Kesimpulan….buku Albert Hourani itu bagus. Ia sukses menceritakan bagaimana dinamika pemikiran Arab di zaman Liberal. Kata filosuf, pemikiran manusia tidak tumbuh di alam kosong, ia selalu merupakan rentetan dari pemikiran sebelumnya, sekitarnya dan ia bersifat evolutif. Ide Abduh adalah rentetan utamanya dari ide Compte kata Hourani. Dan KH. Ahmad Dahlan di Indonesia dikatakan terispirasi oleh ide2 Abduh. Pemikiran Abduh di dunia Islam ibarat sebatang pohon, tumbuh terus berkembang, terus membesar dengan berbagai dahan dan rantingnya, ada yang sukses hidup, ada yang patah/kandas di tengah perjalanan hidupnya sesuai dengan zaman dan tempat hidupnya (the survival of the fittest). Jum’at depan akan kita bicarakan pengaruh ide Abduh pada generasi se zaman dan generasi sesudahnya baik Muslim maupun non-Muslim.

Significance of Issue (Hikmah). Sekarang saat yang tepat untuk meninjau ulang bila sarjana2 mengatakan bahwa KH Ahmad Dahlan (pendiri Muhammadiyah) terpengaruh oleh ide2 pembaruan Abduh. Bila dilacak kepada tulisan Hourani dalam bukunya di atas, apa bentuk ide2 Abduh tersebut, dan apa dampaknya? Pertama, nampak pengaruh Abduh pada penekanan Muhammadiyah untuk kembali kepada al-Qur’an dan al-Sunnah.
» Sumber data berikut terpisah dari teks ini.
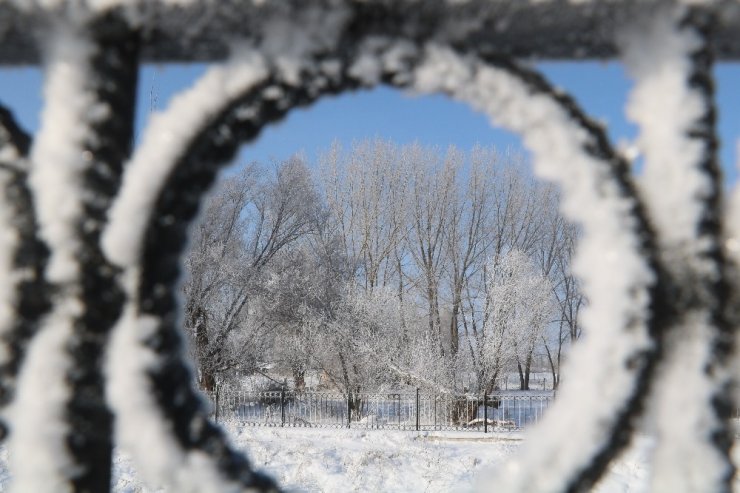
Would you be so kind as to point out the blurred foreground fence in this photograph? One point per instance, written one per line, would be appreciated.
(398, 411)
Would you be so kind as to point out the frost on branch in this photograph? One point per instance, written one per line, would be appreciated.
(23, 292)
(147, 367)
(672, 102)
(617, 262)
(61, 429)
(60, 417)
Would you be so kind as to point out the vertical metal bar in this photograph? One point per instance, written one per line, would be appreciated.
(399, 411)
(217, 402)
(417, 409)
(485, 413)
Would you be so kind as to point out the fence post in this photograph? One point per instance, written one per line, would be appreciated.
(349, 409)
(282, 407)
(217, 402)
(485, 413)
(417, 409)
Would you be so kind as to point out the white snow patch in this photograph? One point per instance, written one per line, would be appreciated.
(163, 144)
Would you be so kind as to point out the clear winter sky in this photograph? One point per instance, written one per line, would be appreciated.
(601, 88)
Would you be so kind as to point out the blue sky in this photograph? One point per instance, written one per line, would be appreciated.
(601, 88)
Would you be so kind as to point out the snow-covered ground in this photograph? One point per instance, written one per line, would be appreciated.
(325, 460)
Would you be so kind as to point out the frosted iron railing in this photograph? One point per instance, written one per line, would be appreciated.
(93, 230)
(417, 411)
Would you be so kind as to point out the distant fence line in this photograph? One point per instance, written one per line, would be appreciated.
(398, 411)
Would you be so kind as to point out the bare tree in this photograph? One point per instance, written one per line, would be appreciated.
(254, 216)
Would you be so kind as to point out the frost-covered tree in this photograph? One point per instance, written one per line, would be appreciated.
(254, 216)
(657, 262)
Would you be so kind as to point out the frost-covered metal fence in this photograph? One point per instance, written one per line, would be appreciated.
(418, 411)
(92, 230)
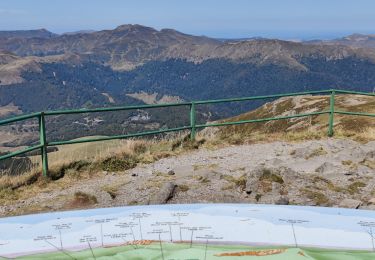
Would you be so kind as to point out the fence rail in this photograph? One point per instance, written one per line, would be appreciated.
(43, 144)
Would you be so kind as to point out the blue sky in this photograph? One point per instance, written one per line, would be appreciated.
(288, 19)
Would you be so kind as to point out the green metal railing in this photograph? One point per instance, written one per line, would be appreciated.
(43, 144)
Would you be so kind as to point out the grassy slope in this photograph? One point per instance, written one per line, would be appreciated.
(358, 127)
(182, 251)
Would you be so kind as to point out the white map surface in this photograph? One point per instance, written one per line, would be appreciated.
(216, 223)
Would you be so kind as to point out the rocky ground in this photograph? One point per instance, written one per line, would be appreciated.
(330, 172)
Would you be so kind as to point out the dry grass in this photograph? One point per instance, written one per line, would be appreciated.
(87, 160)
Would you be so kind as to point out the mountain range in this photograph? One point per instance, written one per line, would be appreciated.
(42, 70)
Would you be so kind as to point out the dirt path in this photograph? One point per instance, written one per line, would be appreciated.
(329, 172)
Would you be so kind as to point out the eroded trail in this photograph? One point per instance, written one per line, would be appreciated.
(330, 172)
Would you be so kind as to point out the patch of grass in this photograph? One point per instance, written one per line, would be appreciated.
(72, 168)
(347, 162)
(183, 187)
(202, 179)
(82, 199)
(368, 163)
(111, 190)
(187, 144)
(355, 187)
(319, 198)
(8, 194)
(267, 175)
(204, 166)
(317, 152)
(239, 182)
(119, 163)
(229, 186)
(327, 184)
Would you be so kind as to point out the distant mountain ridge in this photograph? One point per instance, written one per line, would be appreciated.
(354, 40)
(73, 70)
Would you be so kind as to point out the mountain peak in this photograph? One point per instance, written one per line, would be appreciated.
(134, 27)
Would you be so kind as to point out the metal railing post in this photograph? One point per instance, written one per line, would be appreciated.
(43, 142)
(331, 113)
(192, 121)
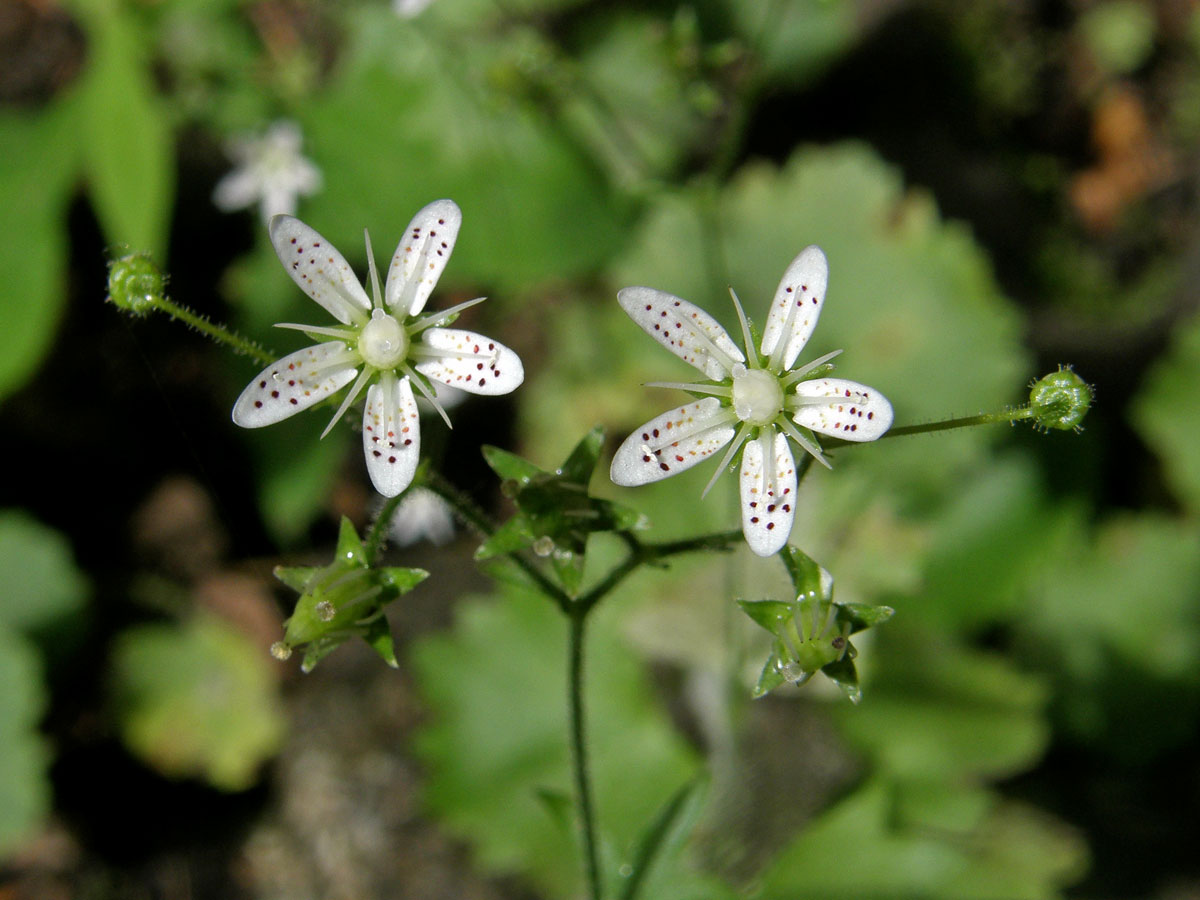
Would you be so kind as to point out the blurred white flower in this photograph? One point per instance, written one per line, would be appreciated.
(409, 9)
(421, 515)
(382, 343)
(270, 172)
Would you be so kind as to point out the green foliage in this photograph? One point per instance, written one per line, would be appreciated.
(342, 600)
(42, 591)
(886, 841)
(125, 133)
(24, 763)
(485, 765)
(197, 700)
(556, 513)
(41, 157)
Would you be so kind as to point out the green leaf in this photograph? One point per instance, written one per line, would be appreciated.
(510, 466)
(514, 647)
(941, 712)
(197, 700)
(871, 845)
(41, 160)
(550, 215)
(42, 583)
(127, 144)
(24, 763)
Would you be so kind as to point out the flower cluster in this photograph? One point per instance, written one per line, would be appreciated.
(751, 399)
(382, 345)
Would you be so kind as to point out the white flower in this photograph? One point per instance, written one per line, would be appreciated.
(270, 172)
(751, 399)
(385, 345)
(423, 515)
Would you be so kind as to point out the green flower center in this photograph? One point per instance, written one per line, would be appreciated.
(757, 397)
(383, 341)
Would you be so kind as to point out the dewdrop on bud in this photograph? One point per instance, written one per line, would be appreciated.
(1060, 401)
(135, 283)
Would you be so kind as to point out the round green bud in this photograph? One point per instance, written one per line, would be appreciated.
(136, 283)
(1061, 400)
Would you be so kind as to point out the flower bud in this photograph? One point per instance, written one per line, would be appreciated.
(1060, 400)
(135, 283)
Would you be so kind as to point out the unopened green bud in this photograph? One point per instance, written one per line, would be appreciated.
(136, 283)
(1061, 400)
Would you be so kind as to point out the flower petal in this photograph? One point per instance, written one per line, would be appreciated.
(853, 411)
(421, 256)
(672, 443)
(796, 307)
(683, 328)
(321, 271)
(468, 361)
(293, 383)
(768, 496)
(391, 435)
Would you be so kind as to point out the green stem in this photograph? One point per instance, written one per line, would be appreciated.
(243, 346)
(477, 519)
(1005, 417)
(373, 544)
(577, 622)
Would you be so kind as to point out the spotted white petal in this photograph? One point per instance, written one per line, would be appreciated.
(295, 383)
(672, 443)
(421, 256)
(768, 492)
(683, 328)
(391, 436)
(796, 307)
(468, 361)
(321, 271)
(843, 409)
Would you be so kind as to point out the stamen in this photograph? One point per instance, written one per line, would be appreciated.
(377, 295)
(717, 390)
(738, 441)
(359, 384)
(795, 435)
(785, 336)
(429, 395)
(405, 301)
(747, 341)
(443, 317)
(798, 375)
(341, 334)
Tetapi bukankah KH Dahlan itu, kata Jainuri, tokoh pembaru, sementara ide al-ruju’ ila al-Qur’an wa al-Sunnah al-Maqbulah adalah penegasan Majelis Tarjih yang berdiri pada tahun 1927 sebagai anti-tesis terhadap TBC (Tachayyul, Bid’ah dan Churafat)? Kedua, jauhi taqlid buta. Tetapi Muhammadiyah tidak meletakkan posisi ratio di atas wahyu sebagaimana Abduh. Kesulitan yang dihadapi untuk tegaknya ide pengaruh Abduh antara lain kini dalam warga Muhammadiyah yang diisi oleh ‘banyak wajah’, diantaranya terdapat golongan Salafi. Maka kritik Munir Mulkhan pada warga Muhammadiyah ialah agar jangan hanya meniru jejak bukti nyata kerja Kh Ahmad Dahlan semasa hidupnya seperti dengan hanya memperbanyak jumlah pembangunan rumah sakit, panti asuhan, dan lainnya, tetapi seyogyanya yang ditiru dari KH Dahlan adalah ide dasar, semangat pembaruannya yang tak kunjung padam dengan berbasis teologi al-Ma’un. Ibarat ular yang melepaskan kulitnya, jangan terpesona dengan kulit ular yang ditinggalkannya, tetapi lihat kemana dinamika arah geraknya. Cara mengintip ‘ide dasar’ semacam itu, menurut saya, seyogyanya adalah ontologis dan hermeneutis, tetapi Muhammadiyah mengandalkan kinerja produk think-tanknya yang bernama Majelis Tarjih, dan Majelis ini menurut penelitian saya metodologis. Sementara kelemahan metode, menurut Gadamer, ia hanya mampu menyingkapkan kebenaran yang memang sudah implisit dalam metode tersebut: kebenaran2 yang sudah implisit dalam metode bayani dan dalam metode burhani.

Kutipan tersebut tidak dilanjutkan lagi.